La nuit est arrivée bien trop tôt à mon goût, et avec elle le moment de se retirer. J’ai pris ma bougie et mon hôtesse m’a gracieusement raccompagnée jusqu’à ma chambre, prenant soin de vérifier que j’avais bien tout ce qu’il me fallait avant de me dire bonne nuit et de monter se coucher. J’étais à moitié dévêtue quand j’ai vu la porte de ma chambre s’ouvrir lentement et silencieusement, comme si une main furtive l’avait doucement poussée. Pétrifiée de peur, je l’ai regardé s’ouvrir jusqu’au moment où j’ai pu constater qu’il n’y avait, en réalité, personne de l’autre côté. Je me suis alors dit qu’un courant d’air était venu du couloir et j’ai poussé un soupir de soulagement. Ainsi rassurée, je l’ai refermée et j’ai continué à me déshabiller sans plus y penser.

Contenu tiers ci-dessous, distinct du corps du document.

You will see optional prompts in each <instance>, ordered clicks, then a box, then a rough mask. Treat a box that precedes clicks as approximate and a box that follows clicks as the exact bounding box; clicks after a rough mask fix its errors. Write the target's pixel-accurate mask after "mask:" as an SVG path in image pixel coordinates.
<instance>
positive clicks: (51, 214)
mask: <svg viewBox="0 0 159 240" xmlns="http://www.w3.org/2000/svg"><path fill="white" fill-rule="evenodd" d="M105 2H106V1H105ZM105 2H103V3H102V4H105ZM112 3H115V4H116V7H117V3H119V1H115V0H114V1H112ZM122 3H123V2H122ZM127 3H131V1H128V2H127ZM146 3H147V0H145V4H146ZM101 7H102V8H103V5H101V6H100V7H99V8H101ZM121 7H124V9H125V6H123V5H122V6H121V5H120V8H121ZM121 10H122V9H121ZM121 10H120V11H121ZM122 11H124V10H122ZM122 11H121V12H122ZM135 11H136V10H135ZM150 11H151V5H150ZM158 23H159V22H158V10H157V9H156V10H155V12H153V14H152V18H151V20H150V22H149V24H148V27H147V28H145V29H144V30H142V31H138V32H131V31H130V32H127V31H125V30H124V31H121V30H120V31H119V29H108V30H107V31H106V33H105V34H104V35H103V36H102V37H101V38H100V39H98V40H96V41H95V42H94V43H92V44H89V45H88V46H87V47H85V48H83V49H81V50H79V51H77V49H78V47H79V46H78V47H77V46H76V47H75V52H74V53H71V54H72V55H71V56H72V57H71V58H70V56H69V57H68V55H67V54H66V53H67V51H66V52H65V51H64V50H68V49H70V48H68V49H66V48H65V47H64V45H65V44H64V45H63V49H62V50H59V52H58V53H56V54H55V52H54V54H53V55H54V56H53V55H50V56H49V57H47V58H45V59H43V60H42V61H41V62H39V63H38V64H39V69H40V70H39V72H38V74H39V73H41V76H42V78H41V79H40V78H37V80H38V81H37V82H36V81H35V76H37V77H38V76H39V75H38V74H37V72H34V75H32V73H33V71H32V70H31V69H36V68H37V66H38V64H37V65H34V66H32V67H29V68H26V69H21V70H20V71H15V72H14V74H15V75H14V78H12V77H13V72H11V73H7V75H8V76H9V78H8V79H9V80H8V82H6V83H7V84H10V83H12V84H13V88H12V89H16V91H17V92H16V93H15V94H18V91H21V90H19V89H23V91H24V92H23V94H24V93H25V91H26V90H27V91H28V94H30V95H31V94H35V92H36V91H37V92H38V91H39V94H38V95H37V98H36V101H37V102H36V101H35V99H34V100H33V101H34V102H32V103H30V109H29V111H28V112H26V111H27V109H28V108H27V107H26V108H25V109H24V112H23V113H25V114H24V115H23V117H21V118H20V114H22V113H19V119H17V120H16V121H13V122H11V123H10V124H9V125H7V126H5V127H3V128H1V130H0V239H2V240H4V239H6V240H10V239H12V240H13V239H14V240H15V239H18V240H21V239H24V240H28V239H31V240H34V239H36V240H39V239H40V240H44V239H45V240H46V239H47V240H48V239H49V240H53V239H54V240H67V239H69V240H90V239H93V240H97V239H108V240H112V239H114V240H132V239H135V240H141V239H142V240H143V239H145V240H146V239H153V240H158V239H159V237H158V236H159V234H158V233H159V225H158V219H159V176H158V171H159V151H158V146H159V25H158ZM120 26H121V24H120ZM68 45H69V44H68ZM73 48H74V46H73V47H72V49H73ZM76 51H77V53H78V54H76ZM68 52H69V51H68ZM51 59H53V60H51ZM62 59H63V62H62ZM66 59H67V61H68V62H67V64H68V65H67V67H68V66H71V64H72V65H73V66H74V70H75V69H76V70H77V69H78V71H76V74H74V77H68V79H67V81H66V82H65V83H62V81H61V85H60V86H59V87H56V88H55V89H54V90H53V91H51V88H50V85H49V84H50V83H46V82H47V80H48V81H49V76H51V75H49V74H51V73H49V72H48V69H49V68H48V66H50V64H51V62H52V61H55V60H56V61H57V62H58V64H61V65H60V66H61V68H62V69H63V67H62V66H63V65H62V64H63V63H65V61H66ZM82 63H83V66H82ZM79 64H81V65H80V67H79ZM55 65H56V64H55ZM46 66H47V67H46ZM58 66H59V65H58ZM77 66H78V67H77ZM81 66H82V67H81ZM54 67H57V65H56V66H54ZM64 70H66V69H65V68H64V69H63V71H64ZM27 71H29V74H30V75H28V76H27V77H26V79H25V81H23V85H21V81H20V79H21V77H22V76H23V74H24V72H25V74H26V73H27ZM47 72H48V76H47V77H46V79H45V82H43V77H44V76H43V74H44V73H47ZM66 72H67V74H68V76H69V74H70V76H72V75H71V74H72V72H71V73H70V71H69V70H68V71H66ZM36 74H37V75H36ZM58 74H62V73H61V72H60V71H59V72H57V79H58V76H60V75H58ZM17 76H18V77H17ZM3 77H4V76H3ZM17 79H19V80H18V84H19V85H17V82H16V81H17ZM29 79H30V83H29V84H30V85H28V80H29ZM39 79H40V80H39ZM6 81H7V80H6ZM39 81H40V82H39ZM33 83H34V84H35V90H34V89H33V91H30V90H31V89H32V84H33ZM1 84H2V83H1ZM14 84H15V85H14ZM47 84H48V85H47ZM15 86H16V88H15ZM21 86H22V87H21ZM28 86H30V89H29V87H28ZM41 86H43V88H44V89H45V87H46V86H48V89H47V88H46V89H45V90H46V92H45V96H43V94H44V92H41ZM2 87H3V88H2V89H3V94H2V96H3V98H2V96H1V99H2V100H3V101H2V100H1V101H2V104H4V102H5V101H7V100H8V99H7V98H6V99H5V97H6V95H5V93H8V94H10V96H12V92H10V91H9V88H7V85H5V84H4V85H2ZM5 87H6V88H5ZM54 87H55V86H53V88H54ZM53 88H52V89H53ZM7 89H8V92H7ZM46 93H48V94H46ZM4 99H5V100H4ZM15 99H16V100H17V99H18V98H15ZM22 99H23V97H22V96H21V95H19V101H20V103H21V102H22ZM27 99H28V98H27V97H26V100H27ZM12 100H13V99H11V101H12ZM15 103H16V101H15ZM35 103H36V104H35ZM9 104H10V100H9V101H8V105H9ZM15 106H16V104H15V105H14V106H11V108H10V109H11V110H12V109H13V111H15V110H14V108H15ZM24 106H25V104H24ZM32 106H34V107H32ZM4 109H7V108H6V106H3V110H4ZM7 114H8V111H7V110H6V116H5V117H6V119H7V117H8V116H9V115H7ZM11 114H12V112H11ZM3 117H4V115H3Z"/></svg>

Je n’étais pas beaucoup plus avancée quand à mon grand étonnement la porte s’est rouverte tout aussi tranquillement et discrètement qu’elle venait de le faire. Nullement perturbée, je l’ai refermée sans attendre et j’ai fini de me déshabiller. Je venais tout juste d’enfiler ma chemise de nuit et je me préparais à rentrer dans mon lit lorsqu’à mon grand effroi la porte s’est ouverte pour la troisième fois, exactement de la même manière, très lentement. Elle reposait maintenant sur ses gonds, béante, et scrutant l’obscurité je n’ai rien remarqué d’inhabituel mais comme le phénomène s’était déjà répété à trois reprises et que je craignais qu’il ne se reproduise une nouvelle fois, alors je me suis résolue à aller enquêter.
J’ai pris ma chandelle puis je suis sortie dans le couloir et pensant que quelqu’un avait du laisser la porte d’entrée ouverte par inadvertance, j’ai commencé à avancer. Je n’avais pas du faire plus de trois ou quatre pas quand soudain la flamme de ma bougie s’est éteinte, comme si une bourrasque de vent était sortie de nulle part pour venir la souffler, et songeant que les allumettes étaient restées dans ma chambre, je n’ai pu m’empêcher de frissonner. L’idée de me retrouver seule dans le noir ne me plaisait guère, mais je me suis forcée à continuer malgré mes réticences, tenant la chandelle éteinte dans ma main gauche et suivant le mur du couloir de ma main gauche.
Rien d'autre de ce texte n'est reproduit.